Le colpe, si è visto, sono sempre state addossate al debito: o è colpa dei titoli tossici che i CDA delle banche hanno acquistato -poverini- in buona fede, convinti che fossero buoni, o soprattutto è colpa dei debitori grandi e piccini che brutti e cattivi prendono i soldi e scappano senza restituirli. Il problema, quello vero, è invece un altro, e finalmente arriviamo al punto: tra il 1929 e il 2008 crisi bancarie non se ne sono registrate perché non potevano esserci. Le banche infatti erano pubbliche, ovvero completamente sotto controllo statale (e allo Stato non interessa speculare), e soprattutto vi era una netta divisione degli istituti a seconda di quale attività volessero intraprendere, come previsto in America dal Glass Steagall Act e in Italia dalla Riforma Bancaria del 1936. Dunque da una parte le banche commerciali, che si occupavano solamente di dare credito a imprese e famiglie, e dall’altra quelle di investimento, che si occupavano solamente di speculare. Ora, tenere rigorosamente le attività separate fa si che, banalmente , laddove una banca faccia un investimento troppo azzardato e persino collassi (e sicuramente si tratta di banche di investimento), l’altra non deve temere nulla, neppure un centesimo, perché si tratta appunto sia di strutture che di conti completamente separati, senza un titolo in comune. Questo bel gioco è durato fino agli anni ‘90, fino a quando cioè in Italia la legge Amato ha eliminato la specializzazione degli enti di credito, che sono quindi tornati alla formula di banca mista, e successivamente permesso la privatizzazione delle banche, rimaste a lungo sotto il sicuro scudo statale. Lo stesso in America, nel ‘99, ha fatto la presidenza Clinton.

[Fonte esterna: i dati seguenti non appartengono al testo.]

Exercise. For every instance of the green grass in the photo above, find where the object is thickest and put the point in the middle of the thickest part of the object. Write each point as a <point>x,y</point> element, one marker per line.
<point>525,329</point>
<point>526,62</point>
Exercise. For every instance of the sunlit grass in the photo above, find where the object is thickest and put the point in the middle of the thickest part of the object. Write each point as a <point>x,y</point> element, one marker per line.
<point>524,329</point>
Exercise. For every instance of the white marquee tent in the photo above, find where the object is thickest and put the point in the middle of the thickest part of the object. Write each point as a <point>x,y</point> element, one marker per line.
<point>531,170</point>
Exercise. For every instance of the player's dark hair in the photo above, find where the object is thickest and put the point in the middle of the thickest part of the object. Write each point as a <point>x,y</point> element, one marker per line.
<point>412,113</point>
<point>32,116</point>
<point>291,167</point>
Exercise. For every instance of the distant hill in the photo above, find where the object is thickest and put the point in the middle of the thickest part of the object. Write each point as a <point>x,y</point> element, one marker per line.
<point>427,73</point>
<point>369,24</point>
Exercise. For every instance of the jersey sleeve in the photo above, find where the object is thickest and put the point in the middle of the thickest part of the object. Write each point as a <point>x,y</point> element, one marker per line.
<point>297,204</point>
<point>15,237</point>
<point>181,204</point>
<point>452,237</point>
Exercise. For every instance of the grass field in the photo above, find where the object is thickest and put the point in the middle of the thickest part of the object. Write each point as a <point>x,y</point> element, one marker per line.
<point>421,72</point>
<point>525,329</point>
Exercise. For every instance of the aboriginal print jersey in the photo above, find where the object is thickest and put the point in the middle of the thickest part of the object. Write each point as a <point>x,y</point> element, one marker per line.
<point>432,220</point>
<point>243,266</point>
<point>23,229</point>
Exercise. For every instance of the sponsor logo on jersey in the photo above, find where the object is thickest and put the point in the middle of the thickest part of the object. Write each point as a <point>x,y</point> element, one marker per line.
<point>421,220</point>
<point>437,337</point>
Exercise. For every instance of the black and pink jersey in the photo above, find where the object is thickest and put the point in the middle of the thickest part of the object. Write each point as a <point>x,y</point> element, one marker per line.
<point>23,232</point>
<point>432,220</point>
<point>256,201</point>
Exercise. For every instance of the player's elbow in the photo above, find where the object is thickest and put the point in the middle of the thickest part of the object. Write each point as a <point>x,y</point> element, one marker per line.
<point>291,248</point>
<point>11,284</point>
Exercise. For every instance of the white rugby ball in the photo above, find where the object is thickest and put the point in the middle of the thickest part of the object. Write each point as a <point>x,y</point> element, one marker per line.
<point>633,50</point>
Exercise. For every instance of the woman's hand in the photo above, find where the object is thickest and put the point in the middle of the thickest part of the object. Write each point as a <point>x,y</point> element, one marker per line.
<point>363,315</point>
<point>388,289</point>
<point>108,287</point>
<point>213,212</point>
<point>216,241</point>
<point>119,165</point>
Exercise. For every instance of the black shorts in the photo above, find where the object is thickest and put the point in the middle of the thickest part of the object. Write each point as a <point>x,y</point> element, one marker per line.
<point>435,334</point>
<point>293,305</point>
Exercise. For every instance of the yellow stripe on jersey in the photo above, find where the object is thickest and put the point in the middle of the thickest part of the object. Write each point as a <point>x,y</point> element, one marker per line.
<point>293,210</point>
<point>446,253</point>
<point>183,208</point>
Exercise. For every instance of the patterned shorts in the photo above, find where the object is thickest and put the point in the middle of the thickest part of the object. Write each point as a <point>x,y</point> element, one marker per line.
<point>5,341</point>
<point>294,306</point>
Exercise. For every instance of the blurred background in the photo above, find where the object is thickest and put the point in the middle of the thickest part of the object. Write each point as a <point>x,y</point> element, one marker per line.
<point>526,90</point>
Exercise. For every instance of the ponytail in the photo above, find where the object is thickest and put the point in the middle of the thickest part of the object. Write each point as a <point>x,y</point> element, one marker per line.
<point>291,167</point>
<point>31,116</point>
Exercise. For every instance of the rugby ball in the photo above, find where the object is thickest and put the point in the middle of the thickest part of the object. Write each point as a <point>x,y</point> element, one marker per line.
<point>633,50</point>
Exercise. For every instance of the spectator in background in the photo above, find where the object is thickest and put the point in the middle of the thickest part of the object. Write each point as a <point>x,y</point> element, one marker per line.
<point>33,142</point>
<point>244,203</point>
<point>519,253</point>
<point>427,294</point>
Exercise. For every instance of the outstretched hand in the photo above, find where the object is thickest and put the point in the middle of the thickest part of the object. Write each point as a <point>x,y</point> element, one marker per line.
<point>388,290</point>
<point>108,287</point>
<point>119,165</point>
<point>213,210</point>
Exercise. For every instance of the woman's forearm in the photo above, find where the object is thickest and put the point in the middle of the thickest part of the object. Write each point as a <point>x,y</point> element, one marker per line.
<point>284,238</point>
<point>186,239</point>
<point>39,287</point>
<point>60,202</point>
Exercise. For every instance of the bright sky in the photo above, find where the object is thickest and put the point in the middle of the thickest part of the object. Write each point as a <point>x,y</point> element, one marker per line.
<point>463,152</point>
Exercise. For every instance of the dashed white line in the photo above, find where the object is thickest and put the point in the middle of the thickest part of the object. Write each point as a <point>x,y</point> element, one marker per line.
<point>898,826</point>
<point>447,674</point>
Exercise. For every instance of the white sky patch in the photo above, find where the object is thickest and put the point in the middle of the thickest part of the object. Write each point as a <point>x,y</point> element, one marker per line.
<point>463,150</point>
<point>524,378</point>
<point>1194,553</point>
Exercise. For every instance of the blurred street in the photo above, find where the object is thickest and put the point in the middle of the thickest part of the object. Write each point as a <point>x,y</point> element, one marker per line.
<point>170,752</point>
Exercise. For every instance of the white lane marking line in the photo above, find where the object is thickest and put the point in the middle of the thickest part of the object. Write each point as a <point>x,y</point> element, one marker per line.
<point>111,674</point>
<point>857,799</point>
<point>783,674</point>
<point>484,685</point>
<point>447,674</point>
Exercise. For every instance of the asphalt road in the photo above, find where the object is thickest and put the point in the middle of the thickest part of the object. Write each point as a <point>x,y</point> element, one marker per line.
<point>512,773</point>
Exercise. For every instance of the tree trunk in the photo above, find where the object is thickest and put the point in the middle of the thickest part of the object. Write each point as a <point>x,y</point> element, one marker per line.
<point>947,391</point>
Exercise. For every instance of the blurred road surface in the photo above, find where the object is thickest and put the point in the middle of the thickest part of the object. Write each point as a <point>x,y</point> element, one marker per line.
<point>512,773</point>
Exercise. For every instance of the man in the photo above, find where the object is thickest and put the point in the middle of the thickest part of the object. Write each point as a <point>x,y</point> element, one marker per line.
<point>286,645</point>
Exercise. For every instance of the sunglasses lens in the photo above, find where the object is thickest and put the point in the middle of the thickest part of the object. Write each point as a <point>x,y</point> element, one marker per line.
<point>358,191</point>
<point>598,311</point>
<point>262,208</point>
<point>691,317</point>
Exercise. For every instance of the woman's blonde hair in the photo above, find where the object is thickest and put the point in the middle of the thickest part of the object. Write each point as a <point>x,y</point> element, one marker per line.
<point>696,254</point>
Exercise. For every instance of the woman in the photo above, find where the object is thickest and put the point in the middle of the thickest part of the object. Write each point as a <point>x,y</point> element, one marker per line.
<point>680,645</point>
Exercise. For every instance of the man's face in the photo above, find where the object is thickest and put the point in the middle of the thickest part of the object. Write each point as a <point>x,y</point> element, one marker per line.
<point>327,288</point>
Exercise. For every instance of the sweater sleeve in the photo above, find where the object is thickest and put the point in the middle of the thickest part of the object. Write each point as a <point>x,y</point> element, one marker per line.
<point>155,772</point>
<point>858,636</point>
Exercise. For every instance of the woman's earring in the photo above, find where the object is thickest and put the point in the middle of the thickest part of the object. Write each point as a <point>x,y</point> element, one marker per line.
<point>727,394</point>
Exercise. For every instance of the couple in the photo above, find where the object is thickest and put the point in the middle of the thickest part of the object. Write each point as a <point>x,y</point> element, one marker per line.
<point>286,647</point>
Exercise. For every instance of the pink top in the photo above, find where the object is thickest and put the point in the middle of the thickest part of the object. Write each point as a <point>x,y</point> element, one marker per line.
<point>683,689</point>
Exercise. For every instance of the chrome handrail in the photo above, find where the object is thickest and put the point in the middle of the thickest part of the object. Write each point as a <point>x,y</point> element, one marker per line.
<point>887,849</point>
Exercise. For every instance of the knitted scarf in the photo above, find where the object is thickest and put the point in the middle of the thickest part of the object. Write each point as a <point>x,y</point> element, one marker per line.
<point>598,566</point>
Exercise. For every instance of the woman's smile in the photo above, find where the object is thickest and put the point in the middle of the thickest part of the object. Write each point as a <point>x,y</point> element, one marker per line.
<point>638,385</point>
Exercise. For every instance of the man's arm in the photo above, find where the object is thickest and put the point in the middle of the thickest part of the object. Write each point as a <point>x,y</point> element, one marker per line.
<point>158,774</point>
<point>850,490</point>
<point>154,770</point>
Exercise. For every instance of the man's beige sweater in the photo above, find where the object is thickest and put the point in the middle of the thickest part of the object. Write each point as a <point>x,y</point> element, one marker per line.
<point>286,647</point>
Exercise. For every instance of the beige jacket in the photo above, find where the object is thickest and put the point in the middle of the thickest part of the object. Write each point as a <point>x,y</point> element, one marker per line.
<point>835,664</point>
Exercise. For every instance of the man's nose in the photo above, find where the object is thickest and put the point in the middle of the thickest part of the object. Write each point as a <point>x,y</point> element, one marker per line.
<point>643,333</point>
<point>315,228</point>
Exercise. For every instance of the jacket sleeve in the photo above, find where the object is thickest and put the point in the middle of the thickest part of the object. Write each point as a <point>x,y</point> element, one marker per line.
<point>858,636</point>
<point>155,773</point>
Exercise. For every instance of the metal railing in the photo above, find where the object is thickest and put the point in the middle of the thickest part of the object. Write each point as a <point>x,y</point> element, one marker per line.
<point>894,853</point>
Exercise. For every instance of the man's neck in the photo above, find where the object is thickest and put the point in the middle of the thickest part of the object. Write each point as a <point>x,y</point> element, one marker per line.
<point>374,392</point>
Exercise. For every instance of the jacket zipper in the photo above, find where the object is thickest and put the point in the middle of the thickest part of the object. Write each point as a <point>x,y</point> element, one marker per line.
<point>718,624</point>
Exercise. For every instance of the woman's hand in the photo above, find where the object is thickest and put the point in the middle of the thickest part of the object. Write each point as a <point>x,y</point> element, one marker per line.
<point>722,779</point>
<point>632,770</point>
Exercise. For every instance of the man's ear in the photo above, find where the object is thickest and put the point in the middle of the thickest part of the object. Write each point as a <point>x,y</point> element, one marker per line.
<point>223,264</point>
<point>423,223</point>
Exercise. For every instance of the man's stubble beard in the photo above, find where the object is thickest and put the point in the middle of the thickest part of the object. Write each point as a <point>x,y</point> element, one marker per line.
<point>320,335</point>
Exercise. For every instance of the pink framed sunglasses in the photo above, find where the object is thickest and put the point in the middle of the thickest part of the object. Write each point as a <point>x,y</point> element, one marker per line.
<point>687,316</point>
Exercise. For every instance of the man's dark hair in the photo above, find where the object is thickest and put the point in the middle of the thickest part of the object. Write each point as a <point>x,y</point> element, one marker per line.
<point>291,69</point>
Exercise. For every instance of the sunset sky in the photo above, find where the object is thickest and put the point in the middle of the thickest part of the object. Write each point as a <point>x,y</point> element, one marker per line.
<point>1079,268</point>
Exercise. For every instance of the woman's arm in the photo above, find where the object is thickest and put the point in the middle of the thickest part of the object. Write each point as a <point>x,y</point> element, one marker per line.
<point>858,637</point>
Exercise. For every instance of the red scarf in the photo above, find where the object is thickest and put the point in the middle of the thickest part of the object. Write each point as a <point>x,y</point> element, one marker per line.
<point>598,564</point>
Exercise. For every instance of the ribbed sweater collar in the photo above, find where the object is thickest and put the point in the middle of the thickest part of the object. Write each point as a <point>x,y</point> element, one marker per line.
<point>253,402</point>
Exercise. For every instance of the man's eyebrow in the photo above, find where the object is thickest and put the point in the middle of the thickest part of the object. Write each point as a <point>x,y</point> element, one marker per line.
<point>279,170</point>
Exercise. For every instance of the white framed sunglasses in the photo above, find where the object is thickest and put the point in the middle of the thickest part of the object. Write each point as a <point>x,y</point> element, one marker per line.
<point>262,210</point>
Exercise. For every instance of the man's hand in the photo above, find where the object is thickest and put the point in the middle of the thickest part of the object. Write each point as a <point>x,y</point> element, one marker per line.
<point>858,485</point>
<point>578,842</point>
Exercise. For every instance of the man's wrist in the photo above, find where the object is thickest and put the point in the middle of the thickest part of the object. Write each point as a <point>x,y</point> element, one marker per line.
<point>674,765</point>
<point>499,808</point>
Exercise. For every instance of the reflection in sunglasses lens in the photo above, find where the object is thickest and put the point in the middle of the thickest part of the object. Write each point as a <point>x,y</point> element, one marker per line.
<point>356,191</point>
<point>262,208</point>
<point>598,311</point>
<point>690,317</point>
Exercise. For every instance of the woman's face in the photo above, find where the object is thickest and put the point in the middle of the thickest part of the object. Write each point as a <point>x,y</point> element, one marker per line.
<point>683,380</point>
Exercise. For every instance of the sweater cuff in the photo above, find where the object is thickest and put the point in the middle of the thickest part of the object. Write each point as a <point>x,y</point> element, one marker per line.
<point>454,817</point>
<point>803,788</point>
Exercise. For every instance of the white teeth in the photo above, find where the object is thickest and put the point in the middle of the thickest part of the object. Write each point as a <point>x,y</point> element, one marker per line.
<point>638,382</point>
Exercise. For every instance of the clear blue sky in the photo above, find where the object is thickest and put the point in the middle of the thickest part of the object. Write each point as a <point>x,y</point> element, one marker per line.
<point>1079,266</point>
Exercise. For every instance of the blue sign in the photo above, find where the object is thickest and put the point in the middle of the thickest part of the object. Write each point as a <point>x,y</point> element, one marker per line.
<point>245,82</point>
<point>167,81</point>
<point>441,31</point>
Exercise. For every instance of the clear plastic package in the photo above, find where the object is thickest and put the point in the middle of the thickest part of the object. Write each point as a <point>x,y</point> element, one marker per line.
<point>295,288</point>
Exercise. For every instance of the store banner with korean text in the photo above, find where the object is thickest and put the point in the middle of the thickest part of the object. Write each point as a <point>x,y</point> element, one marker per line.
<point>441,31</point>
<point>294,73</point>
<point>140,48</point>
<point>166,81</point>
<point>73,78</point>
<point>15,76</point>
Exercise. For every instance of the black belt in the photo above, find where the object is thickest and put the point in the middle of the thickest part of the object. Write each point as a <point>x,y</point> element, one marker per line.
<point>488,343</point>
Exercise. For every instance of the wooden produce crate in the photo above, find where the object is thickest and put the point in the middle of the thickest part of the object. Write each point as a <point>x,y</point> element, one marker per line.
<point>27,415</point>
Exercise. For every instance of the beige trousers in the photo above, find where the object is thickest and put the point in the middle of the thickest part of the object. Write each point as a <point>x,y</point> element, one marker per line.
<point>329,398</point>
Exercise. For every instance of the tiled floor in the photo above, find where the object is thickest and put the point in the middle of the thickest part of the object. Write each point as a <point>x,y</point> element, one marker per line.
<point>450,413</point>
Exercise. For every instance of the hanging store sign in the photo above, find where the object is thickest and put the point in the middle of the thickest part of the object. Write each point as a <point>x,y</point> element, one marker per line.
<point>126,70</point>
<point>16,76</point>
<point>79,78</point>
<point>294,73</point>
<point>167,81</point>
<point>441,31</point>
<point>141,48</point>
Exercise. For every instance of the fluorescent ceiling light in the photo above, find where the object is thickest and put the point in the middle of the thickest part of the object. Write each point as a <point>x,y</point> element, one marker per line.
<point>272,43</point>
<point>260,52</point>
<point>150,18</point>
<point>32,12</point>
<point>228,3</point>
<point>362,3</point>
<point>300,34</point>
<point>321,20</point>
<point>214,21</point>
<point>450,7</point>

Oggi però, ricordare simili -è giusto ripeterlo- ovvietà, suona anacronistico quanto assolutamente inadatto a risolvere il problema. Questo semplicemente perché ci hanno convinto che privato=benessere e pubblico=debito e desolazione, in un mondo sempre più privatizzato e in cui sembra normale, come riportato dal rapporto Oxfam, che un manipolo di otto uomini da solo possieda la ricchezza di 3,6 miliardi di persone. Per lo stesso motivo la privatizzazione viene esaltata come soluzione efficace e moderna, e la nazionalizzazione un antico e pesante fardello del passato. Ma a smentire chi ha queste idee basta poco, come girarsi indietro e tirare le somme degli ultimi trent’anni, dai primi anni novanta a oggi; trent’anni di Unione europea, di moneta unica, di trattati blindati, di globalizzazione e sovranità perdute. Anni in cui la crescita è dello zero virgola, le imprese chiudono e il popolo è affamato. Eh sì, proprio una gran bella cosa, la privata modernità.